A viability assessment is used where a landowner wishes to make the case that a site is not economically viable for residential development unless the proportion of affordable housing is dropped to below the threshold required in local and/or regional planning policy.
The approach to valuing the land in the first instance follows the same rules as a land valuation described above. A planning authority will require that the land valuation should take account of local planning policy including affordable housing thresholds. The LPA will take account of a site’s Existing Use Value plus a premium for the landowner when benchmarking the value of the land and where this is lower than the Gross Development Value of the land a scheme is deemed to be viable.

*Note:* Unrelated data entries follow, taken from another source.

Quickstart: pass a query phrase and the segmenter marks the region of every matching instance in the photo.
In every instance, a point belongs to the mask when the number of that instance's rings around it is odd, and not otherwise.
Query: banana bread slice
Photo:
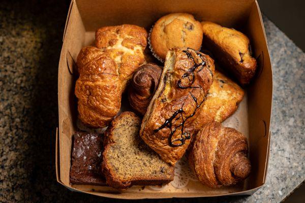
[[[174,167],[162,160],[139,135],[141,120],[125,112],[105,132],[102,168],[106,182],[115,188],[159,185],[174,179]]]

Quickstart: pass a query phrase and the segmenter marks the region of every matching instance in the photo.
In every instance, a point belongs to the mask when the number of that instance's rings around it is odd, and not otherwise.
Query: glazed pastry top
[[[214,60],[192,49],[167,55],[159,86],[141,125],[144,142],[172,164],[190,143],[191,123],[213,82]]]

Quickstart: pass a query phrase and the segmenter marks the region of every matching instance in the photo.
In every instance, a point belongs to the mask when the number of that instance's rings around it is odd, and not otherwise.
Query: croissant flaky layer
[[[245,92],[237,84],[215,71],[213,84],[192,124],[198,131],[206,123],[222,122],[237,109]]]
[[[192,49],[168,51],[159,87],[141,125],[140,136],[174,165],[185,153],[191,123],[213,81],[214,60]]]
[[[96,32],[96,46],[117,64],[123,90],[133,73],[145,61],[147,37],[144,28],[134,25],[103,27]]]
[[[128,99],[133,109],[144,115],[159,85],[162,69],[149,63],[141,65],[134,73],[130,83]]]
[[[212,122],[205,125],[193,142],[189,161],[203,184],[210,187],[229,186],[249,175],[247,138],[235,129]]]
[[[77,65],[79,118],[86,125],[105,127],[120,108],[121,84],[116,64],[100,49],[87,46],[79,52]]]

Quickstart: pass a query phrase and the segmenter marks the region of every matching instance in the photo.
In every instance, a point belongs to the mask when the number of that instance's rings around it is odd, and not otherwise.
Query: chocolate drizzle
[[[194,51],[197,55],[197,56],[198,56],[200,58],[202,61],[199,62],[197,60],[197,61],[196,62],[195,58],[193,56],[192,53],[190,52],[190,50],[192,50],[193,51]],[[203,91],[203,92],[204,92],[204,90],[201,86],[192,86],[195,80],[195,71],[197,70],[199,67],[201,66],[197,71],[197,73],[198,73],[201,70],[202,70],[204,67],[206,66],[206,63],[204,60],[204,56],[201,53],[191,48],[187,48],[186,50],[183,50],[182,52],[187,55],[188,58],[192,59],[193,60],[193,61],[194,61],[194,65],[191,68],[189,69],[189,70],[188,70],[186,73],[183,74],[181,78],[178,81],[177,85],[178,88],[180,89],[200,88]],[[212,76],[212,73],[211,71],[210,71],[209,68],[208,67],[208,69],[209,70]],[[188,85],[186,86],[183,85],[182,84],[184,83],[182,81],[182,80],[185,78],[188,78],[189,80],[189,84]],[[191,139],[191,134],[190,132],[185,131],[185,123],[189,118],[191,118],[192,117],[195,115],[197,109],[200,107],[201,104],[204,101],[204,99],[203,99],[202,101],[198,104],[197,98],[192,93],[191,91],[189,92],[189,93],[190,94],[190,95],[192,97],[192,98],[194,100],[194,101],[196,104],[196,108],[194,112],[190,115],[185,118],[183,115],[183,113],[185,112],[183,109],[183,107],[185,104],[185,103],[184,103],[182,105],[180,109],[175,111],[173,115],[170,118],[168,118],[167,119],[166,119],[164,123],[163,123],[163,124],[160,127],[154,130],[154,131],[155,132],[157,132],[158,131],[166,127],[168,127],[168,128],[169,128],[170,129],[170,134],[169,137],[168,138],[168,142],[169,143],[169,145],[171,147],[178,147],[183,145],[185,143],[185,142],[187,140],[189,140]],[[182,121],[177,126],[173,126],[172,123],[173,120],[174,121],[175,121],[179,119],[180,118],[182,119]],[[173,136],[174,135],[176,131],[179,128],[180,128],[180,130],[181,131],[181,133],[179,134],[180,138],[172,140]],[[177,142],[178,143],[177,143]]]

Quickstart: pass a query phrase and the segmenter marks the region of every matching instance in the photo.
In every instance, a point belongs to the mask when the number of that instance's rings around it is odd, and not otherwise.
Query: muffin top
[[[152,52],[164,60],[169,49],[174,47],[200,48],[202,29],[199,21],[187,13],[173,13],[159,19],[150,36]]]

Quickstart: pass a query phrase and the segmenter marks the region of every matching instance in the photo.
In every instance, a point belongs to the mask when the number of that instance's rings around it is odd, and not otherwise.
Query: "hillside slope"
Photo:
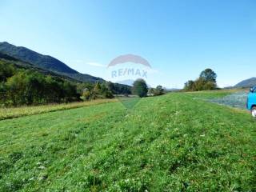
[[[104,82],[102,78],[80,74],[51,56],[38,54],[23,46],[15,46],[6,42],[0,42],[0,52],[25,62],[31,63],[42,69],[58,73],[78,81]]]

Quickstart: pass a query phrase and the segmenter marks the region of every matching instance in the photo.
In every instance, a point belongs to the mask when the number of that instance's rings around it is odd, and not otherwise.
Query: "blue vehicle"
[[[251,111],[254,118],[256,118],[256,86],[250,89],[247,98],[247,109]]]

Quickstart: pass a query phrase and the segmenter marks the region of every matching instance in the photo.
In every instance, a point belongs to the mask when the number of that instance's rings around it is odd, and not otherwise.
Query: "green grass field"
[[[0,191],[255,191],[256,121],[201,99],[227,94],[0,121]]]

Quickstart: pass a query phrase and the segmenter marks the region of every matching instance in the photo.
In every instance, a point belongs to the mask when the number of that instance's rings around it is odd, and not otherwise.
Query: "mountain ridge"
[[[234,87],[235,88],[249,88],[256,86],[256,78],[250,78],[248,79],[245,79],[238,84],[236,84]]]
[[[31,63],[43,70],[65,75],[79,82],[102,82],[105,81],[101,78],[81,74],[52,56],[39,54],[24,46],[16,46],[7,42],[0,42],[0,52],[22,62]]]

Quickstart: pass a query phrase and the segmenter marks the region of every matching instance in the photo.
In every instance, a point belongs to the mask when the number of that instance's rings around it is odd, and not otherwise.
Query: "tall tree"
[[[206,69],[205,70],[202,71],[200,78],[202,78],[206,82],[216,82],[217,74],[213,70]]]
[[[146,97],[147,94],[148,87],[146,82],[142,79],[137,79],[133,85],[132,92],[140,98]]]

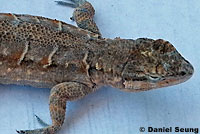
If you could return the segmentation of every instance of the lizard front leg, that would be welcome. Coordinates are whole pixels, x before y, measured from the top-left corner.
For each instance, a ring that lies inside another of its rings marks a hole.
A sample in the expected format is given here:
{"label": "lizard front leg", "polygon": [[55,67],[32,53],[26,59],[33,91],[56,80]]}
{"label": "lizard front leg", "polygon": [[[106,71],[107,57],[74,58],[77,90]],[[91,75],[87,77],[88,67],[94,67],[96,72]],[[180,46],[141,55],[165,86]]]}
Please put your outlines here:
{"label": "lizard front leg", "polygon": [[93,33],[99,34],[99,28],[94,21],[95,10],[91,3],[86,0],[69,0],[72,3],[67,3],[63,1],[56,1],[59,5],[75,7],[72,20],[76,21],[78,27],[91,31]]}
{"label": "lizard front leg", "polygon": [[55,134],[64,123],[66,102],[80,99],[93,91],[94,89],[89,88],[87,85],[77,82],[64,82],[54,86],[49,97],[52,125],[42,129],[17,132],[19,134]]}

Therefore, an NHS estate owner’s requirement for a certain quantum of receipt is not sufficient justification for a lowering of the affordable housing threshold, unless a convincing argument can be presented to the LPA that it is not economically viable to bring the site forward for development at the current threshold. The LPA may be willing to accept an argument that the cross subsidy required from the receipt for disposal of the land to provide new health facilities should be given more weight than the requirement for affordable housing. Such an argument is far more likely to be accepted if the NHS estate owner has engaged early with the local authority and worked to deliver their plans in partnership with STPs, and other local partnerships, such as those supported by One Public Estate.
Engaging with the LPA early is often key to success. NHS estate owners are encouraged to work in partnership with their local authority and other public sector providers to deliver both optimal value for the disposing landowner and good planning outcomes on surplus sites.